Origin fraud said to be challenge to trade facilitation in Africa
Mr Charles Arthur Ntiri, Head of Export at the Ghana National Chamber of Commerce & Industry (GNCCI), says origin fraud is one of the challenges confronting trade facilitation on the African continent.
Origin fraud refers to the practice of intentionally misrepresenting the source of goods in international trade.
It involves providing false information or documents that incorrectly declare the country of origin for the purpose of obtaining preferential treatment or circumventing trade barriers.
Mr Ntiri was speaking at the 8th Media Seminar for selected media organisations organised by the Ghana Standards Authority (GSA) in Accra on the theme: “Contemporary Trends and Developments in Ghana’s Shipping and Logistics Industry.”
The Seminar served as a platform for the Authority to engage and educate the media on pertinent developments within the Shipping and Logistics sector and it also contributed to the ongoing industry-wide interventions aimed at enhancing the media’s appreciation of their role in advancing the interest of the sector.
He said the origin fraud could be done in making false documentation, Transshipment, and tariff engineering.
The Head of Exports speaking on the significance African Continental Free Trade Area (AfCFTA) Certificate of Origin said countries may suffer substantial revenue losses when goods were wrongly declared as originating from countries with lower or zero tariff rates, resulting in a decrease in customs duties collected.
He said origin fraud could lead to unfair competition for legitimate exporters who comply with rules and accurately declare the origin of their goods, as fraudulent traders might enjoy advantages such as lower costs or preferential treatment.
“Origin fraud can undermine the integrity of trade agreements and erode trust among trading partners, potentially leading to disputes and destabilizing the international trading system and it is illegal and can result in legal action, penalties, fines, or sanctions against those involved in the fraudulent practice,” he added.

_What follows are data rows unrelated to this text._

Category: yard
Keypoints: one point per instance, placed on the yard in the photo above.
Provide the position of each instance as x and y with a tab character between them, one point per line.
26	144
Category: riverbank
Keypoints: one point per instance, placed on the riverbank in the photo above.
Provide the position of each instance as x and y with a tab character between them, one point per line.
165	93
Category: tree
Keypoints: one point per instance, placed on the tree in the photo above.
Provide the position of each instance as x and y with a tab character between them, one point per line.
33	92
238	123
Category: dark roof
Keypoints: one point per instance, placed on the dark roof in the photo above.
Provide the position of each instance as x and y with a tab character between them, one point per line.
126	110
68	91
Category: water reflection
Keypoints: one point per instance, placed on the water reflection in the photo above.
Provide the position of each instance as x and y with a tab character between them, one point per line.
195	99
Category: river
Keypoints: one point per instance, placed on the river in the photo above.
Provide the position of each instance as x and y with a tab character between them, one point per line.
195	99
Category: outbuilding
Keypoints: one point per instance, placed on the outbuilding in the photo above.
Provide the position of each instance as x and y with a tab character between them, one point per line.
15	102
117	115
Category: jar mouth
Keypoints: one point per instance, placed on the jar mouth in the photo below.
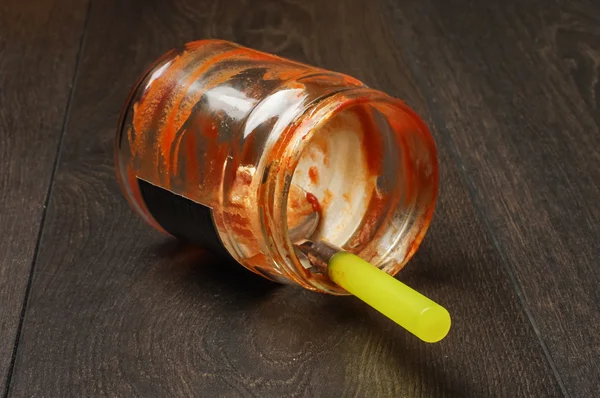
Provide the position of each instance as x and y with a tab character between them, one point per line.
371	163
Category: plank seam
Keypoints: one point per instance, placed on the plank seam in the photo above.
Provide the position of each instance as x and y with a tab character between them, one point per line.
59	146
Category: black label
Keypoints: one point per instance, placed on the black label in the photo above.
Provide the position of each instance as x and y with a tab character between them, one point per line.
182	218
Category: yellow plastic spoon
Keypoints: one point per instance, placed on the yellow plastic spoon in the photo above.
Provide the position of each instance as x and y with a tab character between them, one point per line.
416	313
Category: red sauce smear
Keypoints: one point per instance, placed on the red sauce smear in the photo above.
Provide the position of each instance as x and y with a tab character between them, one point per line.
314	202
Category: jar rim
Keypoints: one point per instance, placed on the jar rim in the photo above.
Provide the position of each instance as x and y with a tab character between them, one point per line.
284	158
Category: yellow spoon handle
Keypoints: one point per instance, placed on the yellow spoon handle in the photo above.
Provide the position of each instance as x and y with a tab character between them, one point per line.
408	308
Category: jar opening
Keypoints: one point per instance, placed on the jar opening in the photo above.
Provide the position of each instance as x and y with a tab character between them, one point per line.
370	164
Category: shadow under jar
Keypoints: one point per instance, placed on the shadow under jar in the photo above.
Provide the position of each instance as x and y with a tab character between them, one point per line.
226	146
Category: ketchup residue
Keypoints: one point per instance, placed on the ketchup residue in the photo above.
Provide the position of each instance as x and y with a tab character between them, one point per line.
314	202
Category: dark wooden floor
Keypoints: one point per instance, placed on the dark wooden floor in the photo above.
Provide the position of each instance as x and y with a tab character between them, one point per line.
93	302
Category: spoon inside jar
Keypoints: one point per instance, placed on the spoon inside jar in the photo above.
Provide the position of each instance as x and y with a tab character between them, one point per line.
416	313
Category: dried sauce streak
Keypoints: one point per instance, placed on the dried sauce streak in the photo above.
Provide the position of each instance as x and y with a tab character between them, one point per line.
312	199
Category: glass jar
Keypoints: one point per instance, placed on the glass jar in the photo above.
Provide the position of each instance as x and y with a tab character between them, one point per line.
226	146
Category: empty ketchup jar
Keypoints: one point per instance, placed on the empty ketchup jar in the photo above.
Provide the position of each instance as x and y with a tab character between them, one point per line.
228	147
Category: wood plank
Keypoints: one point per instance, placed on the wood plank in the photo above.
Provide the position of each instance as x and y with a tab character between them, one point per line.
514	88
39	42
118	309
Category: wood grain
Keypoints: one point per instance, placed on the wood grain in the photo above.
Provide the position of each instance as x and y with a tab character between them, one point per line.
118	309
514	88
39	42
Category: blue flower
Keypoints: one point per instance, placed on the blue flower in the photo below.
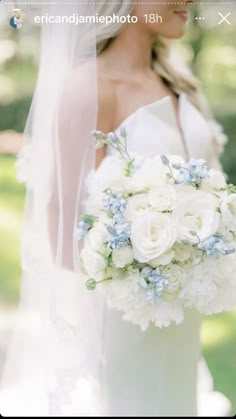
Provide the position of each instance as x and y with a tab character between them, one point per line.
119	235
115	203
215	246
192	172
154	282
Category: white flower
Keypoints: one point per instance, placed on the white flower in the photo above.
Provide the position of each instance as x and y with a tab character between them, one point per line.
152	234
163	198
215	181
176	275
93	263
151	174
228	211
122	256
196	216
183	252
97	236
136	205
164	259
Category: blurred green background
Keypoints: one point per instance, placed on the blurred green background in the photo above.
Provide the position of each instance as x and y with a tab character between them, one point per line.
210	50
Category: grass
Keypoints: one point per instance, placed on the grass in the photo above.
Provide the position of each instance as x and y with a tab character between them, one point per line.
218	333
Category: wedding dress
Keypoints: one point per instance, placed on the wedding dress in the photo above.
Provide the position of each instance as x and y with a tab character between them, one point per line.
159	372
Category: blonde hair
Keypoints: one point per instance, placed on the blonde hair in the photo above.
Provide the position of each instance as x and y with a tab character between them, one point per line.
165	61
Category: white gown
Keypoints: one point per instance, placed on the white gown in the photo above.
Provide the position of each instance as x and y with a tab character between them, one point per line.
151	373
158	372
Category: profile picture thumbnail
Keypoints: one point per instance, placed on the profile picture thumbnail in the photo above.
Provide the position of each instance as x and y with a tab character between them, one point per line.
16	19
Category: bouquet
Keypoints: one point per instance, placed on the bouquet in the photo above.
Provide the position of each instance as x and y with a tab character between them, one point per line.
159	235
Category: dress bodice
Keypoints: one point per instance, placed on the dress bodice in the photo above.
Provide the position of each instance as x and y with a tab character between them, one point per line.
153	129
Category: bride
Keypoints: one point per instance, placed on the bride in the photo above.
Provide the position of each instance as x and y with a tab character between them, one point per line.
142	86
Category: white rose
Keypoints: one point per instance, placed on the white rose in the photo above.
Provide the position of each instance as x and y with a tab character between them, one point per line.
152	234
175	278
215	181
94	264
136	205
97	236
164	259
151	174
163	198
228	211
183	252
123	256
197	213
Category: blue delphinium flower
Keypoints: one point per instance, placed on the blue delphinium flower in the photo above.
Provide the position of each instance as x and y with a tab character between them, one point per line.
119	235
116	204
192	172
215	246
154	282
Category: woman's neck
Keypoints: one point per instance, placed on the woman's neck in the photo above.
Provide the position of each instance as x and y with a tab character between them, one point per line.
130	50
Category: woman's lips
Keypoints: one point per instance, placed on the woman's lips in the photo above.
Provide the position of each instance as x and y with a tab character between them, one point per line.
183	14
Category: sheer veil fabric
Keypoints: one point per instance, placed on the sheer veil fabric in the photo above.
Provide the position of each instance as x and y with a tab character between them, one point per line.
52	365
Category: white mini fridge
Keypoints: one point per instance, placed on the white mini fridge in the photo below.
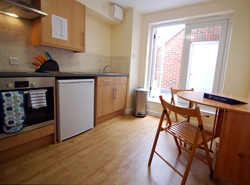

Mr Ntiri said the African Continental Free Trade Area (AfCFTA) Certificate of Origin (CoO) played a vital role in facilitating trade, ensuring transparency, promoting harmonization, and fostering economic integration among member states within the AfCFTA.
He said the Certificate of Origin played a crucial role in facilitating international trade and this was used to determine the origin of the product and how much duties or taxes to pay on imported goods.
He said there were two main types of CoO, each serving different purposes in international trade; non-preferential Certificate of Origin and preferred Certificate of Origin.
He said with the non-preferred Certificate of Origin, it was used for goods that did not qualify for preferential treatment under trade agreements or Countries without trade agreements with the exporting country, while the preferred Certificate of Origin was used for goods that qualify for preferential treatment under bilateral or multilateral trade agreements or customs unions.
Ms. Benonita Bismarck, the Chief Executive Officer, GSA, said the Authority recognized the Media as an indispensable stakeholder in its Mission to effectively protect and promote the interest of shippers in Ghana.
She said to discharge this duty aptly required the dissemination of critical information to engage the shipping community meaningfully and this could not be achieved without the distinct professional services of the media.
“We appreciate you for your yeoman’s role of keeping shippers and the public informed about the shipping and logistics industry,” she said.
She said the theme was aimed at bringing to the fore the speedy evolvement of the Shipping and Logistics sector which is one of the key drivers of the socio-economic development of our country, given its very wide scope, reach and impact on its varied stakeholders, most importantly the numerous indirect beneficiaries of its output.
“It is our intent that by the end of our interactions today, you will be equipped and empowered to take the story of the numerous positive developments in the sector to the world and you would particularly highlight the facilitating role of the GSA to ensure that the sector remained a viable propeller of socio-economic well-being for shippers (importers and exporters), the government as well as the citizenry of the country,” she added.
Some of the topics discussed include the impact of negotiated freight rates on the shipping and logistics Industry, the relevance of Certificates of Origin in the implementation of AfCFTA and payment of marine cargo insurance locally.